Он подошел к двери. Осторожно потянул ее на себя.
Не заперто.
Надо было поворачиваться и уходить. Любой другой так бы и поступил. Но не он.
Приходится менять планы на ходу — тем хуже для планов.
Кинжал скользнул в левую руку: от меча в доме толку будет немного. Правую он решил пока оставить свободной.
Рванув на себя дверь, Макобер, плечом вперед, влетел в дом. В сенях кто-то выругался, пахнуло чесноком.
Кинжал даже не ударил — клюнул. Вопль. Упало чье-то тело.
Еще дверь. Распахнувшись, она едва не слетела с петель.
Эх, Ч’варта, а я так тебя любил! Кровать со всего маху ударила его по ногам; мессариец вскрикнул и покатился по полу. Не зажившее после Лайгаша колено отозвалось таким взрывом боли, что на несколько секунд Макобера поглотило одно-единственное желание: умереть здесь и немедля.

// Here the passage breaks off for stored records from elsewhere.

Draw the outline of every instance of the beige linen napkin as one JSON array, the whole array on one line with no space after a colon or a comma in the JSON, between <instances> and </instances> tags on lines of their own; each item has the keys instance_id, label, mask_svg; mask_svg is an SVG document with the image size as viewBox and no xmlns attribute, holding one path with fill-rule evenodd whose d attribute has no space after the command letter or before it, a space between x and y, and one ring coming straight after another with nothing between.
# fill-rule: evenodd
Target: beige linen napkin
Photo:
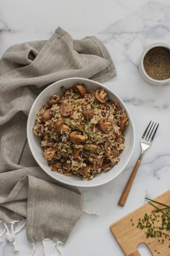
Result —
<instances>
[{"instance_id":1,"label":"beige linen napkin","mask_svg":"<svg viewBox=\"0 0 170 256\"><path fill-rule=\"evenodd\" d=\"M71 77L104 82L116 74L97 38L73 40L60 27L48 41L16 44L0 61L0 221L17 250L14 224L26 219L33 244L45 239L65 243L82 213L74 186L48 175L33 157L26 138L27 116L45 86ZM9 224L11 224L11 230Z\"/></svg>"}]
</instances>

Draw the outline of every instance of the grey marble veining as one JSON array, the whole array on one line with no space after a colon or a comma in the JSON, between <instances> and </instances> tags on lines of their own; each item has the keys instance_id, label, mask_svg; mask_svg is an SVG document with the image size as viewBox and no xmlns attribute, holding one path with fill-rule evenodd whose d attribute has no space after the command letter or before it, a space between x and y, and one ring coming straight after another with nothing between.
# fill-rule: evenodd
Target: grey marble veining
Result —
<instances>
[{"instance_id":1,"label":"grey marble veining","mask_svg":"<svg viewBox=\"0 0 170 256\"><path fill-rule=\"evenodd\" d=\"M157 42L170 44L170 2L1 1L0 56L13 44L48 38L58 26L74 38L94 35L105 44L117 71L117 76L105 84L127 105L136 131L134 152L124 171L108 184L80 189L83 208L98 209L100 215L83 214L61 248L65 256L122 256L124 253L109 230L110 225L144 204L145 196L153 198L170 189L170 85L147 84L138 70L146 47ZM159 128L152 147L143 157L126 205L120 207L117 202L140 153L140 138L151 119L159 122ZM25 230L17 235L17 239L20 251L14 254L29 255L31 246ZM0 256L13 255L11 244L4 236L3 240ZM46 244L49 255L53 242L47 241ZM57 253L55 250L54 255ZM40 242L37 243L34 255L43 255Z\"/></svg>"}]
</instances>

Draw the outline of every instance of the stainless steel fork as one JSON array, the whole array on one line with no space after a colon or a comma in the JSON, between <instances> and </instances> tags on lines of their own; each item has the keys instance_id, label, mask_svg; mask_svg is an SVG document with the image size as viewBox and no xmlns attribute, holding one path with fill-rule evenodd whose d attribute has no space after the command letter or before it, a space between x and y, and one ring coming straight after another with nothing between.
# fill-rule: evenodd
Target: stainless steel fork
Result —
<instances>
[{"instance_id":1,"label":"stainless steel fork","mask_svg":"<svg viewBox=\"0 0 170 256\"><path fill-rule=\"evenodd\" d=\"M143 156L143 154L144 154L144 152L145 152L145 151L147 148L150 148L152 142L153 141L153 138L155 135L155 134L156 132L156 131L159 125L159 124L158 124L156 127L155 128L156 123L155 123L155 125L154 125L154 122L153 122L152 125L150 125L151 122L152 121L151 121L147 125L147 128L144 131L144 133L143 134L143 136L141 138L141 152L139 154L139 157L136 163L130 177L129 178L128 183L126 184L125 189L119 201L118 205L120 206L122 206L123 207L125 205L126 199L128 198L128 195L132 186L133 182L135 178L138 167ZM152 127L153 128L152 128Z\"/></svg>"}]
</instances>

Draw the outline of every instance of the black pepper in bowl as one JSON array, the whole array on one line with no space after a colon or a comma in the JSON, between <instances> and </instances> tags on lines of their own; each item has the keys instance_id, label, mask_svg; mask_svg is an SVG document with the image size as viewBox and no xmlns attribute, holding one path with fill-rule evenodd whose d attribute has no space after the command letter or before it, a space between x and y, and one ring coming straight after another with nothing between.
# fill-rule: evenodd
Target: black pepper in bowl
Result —
<instances>
[{"instance_id":1,"label":"black pepper in bowl","mask_svg":"<svg viewBox=\"0 0 170 256\"><path fill-rule=\"evenodd\" d=\"M164 47L155 47L145 55L143 65L147 75L155 80L170 78L170 51Z\"/></svg>"}]
</instances>

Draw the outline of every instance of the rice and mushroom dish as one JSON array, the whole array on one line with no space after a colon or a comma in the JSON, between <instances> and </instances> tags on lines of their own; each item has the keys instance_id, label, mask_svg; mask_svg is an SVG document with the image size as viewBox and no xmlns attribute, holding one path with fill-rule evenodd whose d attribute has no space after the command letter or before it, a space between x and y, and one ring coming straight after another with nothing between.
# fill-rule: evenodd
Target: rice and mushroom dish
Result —
<instances>
[{"instance_id":1,"label":"rice and mushroom dish","mask_svg":"<svg viewBox=\"0 0 170 256\"><path fill-rule=\"evenodd\" d=\"M51 171L89 180L120 161L128 118L104 89L61 89L37 113L33 131Z\"/></svg>"}]
</instances>

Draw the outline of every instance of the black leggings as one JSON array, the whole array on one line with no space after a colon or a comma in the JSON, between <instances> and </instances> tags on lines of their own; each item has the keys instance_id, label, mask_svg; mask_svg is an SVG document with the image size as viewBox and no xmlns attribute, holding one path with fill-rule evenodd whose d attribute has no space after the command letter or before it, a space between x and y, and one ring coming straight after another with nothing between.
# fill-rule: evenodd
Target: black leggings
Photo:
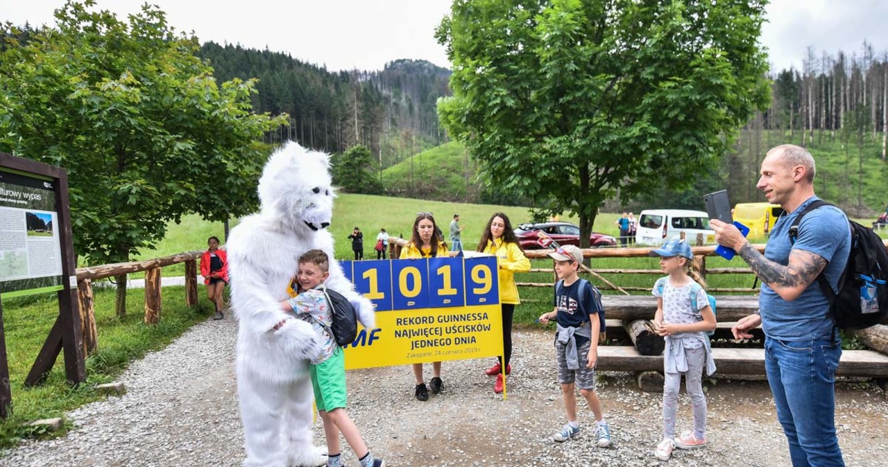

Сверху кто-то навалился. Мессариец не задумываясь ударил его кинжалом. От духоты, кружилась голова, боль от колена толчками отдавалась в мозгу.
Макобер захрипел: чьи-то лапищи стискивали ему горло. Почему-то мелькнула мысль: хорошо, что завтра он не увидит Лу. Наверняка ведь будет похож на сорвавшегося с виселицы.
Удар. Еще. И еще. Да что этот парень, бессмертный, что ли?!
Мессариец не сразу понял, что вонзает клинок в безжизненное тело. Прислушался. С трудом свалил с себя мертвеца.
Казалось, дом был пуст.
Сев прямо на полу — сил встать уже не было, — Макобер вытащил огниво. Робкий огонек осветил комнату.
Лежавший перед ним амбал менее всего походил на красу и гордость Снисходительных. Мессариец дотащился до сеней. То же самое, отребье отребьем.
Обтерев кинжал, Макобер сунул его в сапог и вернулся обратно в горницу. Разглядел оплывший огарок свечи, затеплил его и еще раз обошел комнату.
Притон притоном. Ни ядов, ни арбалетов — вообще ничего, что можно было бы связать со Снисходительными. Но кинуть его Фаальт не рискнул бы, — значит, скорее всего, человека, который следил за талиссой, сейчас здесь просто нет. Пока нет.
Скрип входной двери заставил Макобера мигом задуть свечу и скользнуть ко входу в горницу. Вот он, третий. Сейчас наткнется на покойника и… Или не наткнется: в сенях хоть глаз выколи, и если случайно не споткнуться…
Шаги. Мессариец замер. Да чтоб оно отвалилось, это колено!
Дверь слегка приоткрылась. Не сильно, словно от порыва ветра. Совсем чуть-чуть, потом пошире. Пора!
Макобер выбросил вперед руку с кинжалом, но убийца, словно только этого и ожидал, мигом отскочил назад и выхватил короткий клинок.
Они замерли друг напротив друга.
Убийца стоял спокойно, даже несколько расслабленно. Но Макобер чувствовал, что этот противник ему не по зубам.
Снисходительным платили неплохие деньги. И теперь Макобер понимал за что. Сама мысль о том, чтобы захватить и допросить убийцу, сейчас казалась наивной. Хагни выпала счастливая карта. Но на ком-то везение должно было кончиться.
— Мак! — Срывающийся от страха женский голосок раздался у самого порога.
Убийца был слишком опытен, чтобы обернуться. Но он отвлекся — на долю секунды.
Кисть дернулась раньше, чем мессариец успел сообразить, что надо делать. Один шанс из ста. Правда, тренируясь, они с Мэттом потратили кучу времени…
Кинжал еще летел, а Макобер уже понял, что попал. Айригаль с ним, с допросом, — он жив, просто жив!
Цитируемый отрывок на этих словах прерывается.